The FDIC’s RFI on small-dollar lending comes just weeks after the CFPB released a statement “Regarding Payday Rule Reconsideration.” The Bureau announced that it expects to issue proposed rules in January 2019 that will reconsider the Bureau's rule regarding Payday, Vehicle Title, and Certain High-Cost Installment Loans and address the rule's compliance date. The payday rule, originally published in the Federal Register on November 17, 2017 with an effective date of January 16, 2018, has a compliance date of August 19, 2019. Shortly after the Bureau announced its intention to reconsider the rule, industry groups successfully petitioned a federal district court to stay the putative compliance date. The rule’s compliance date is now stayed until further order from the court.

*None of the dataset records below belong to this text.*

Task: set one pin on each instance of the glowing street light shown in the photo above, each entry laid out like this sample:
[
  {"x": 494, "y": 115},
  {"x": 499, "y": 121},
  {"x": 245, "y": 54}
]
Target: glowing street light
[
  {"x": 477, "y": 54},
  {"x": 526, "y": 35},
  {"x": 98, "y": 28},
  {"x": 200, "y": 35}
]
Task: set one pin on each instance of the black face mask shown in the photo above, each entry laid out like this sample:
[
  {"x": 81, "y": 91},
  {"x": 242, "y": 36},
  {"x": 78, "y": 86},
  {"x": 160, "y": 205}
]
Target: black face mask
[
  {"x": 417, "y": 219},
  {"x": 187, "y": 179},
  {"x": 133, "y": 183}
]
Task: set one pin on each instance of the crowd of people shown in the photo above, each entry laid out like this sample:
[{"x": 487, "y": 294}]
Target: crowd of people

The final payday rule generally requires that lenders conduct an “ability to repay” assessment to determine upfront that borrowers can afford to repay their loans without re-borrowing, and imposes a “debit attempt cutoff” for any short-term loan, balloon-payment loan, or longer-term loan with an annual percentage rate higher than 36 percent that includes authorization for the lender to access the borrower’s checking or prepaid account. The Bureau only plans to propose revisiting the controversial “ability to repay” provisions—and not the payments provisions.
Read together, these announcements from the FDIC and CFPB suggest that federal regulators encourage the issuance of small-dollar credit products. In the FDIC’s RFI, the agency cites to the prevalence of people with good credit behavior without access to necessary small loans; and in the CFPB’s statement, it bemoans the consequences the Payday Rule had on the industry, namely imposing complex underwriting rules that significantly limit lenders’ ability to issue small dollar loans, potentially forcing some lenders out of business.
The FDIC and CFPB are not the only federal agencies concerned with small-dollar lending. When the CFPB submitted its payday rule to the Federal Register in October 2017, the OCC rescinded restrictive guidance regarding deposit advance products, originally published in the Federal Register on November 26, 2013. The OCC explained that continuing the guidance would have subjected national banks and federal savings associations to potentially inconsistent regulatory direction and undue burden as they prepared to implement the requirements of the CFPB’s final payday rule. In May of this year, the OCC issued a bulletin giving national banks and federal savings associations the green light to issue short-term, small-dollar installment loans. This guidance clears the way for national banks to compete with small-dollar lenders. We will continue to monitor activity from all of the relevant federal agencies for updates in small dollar lending.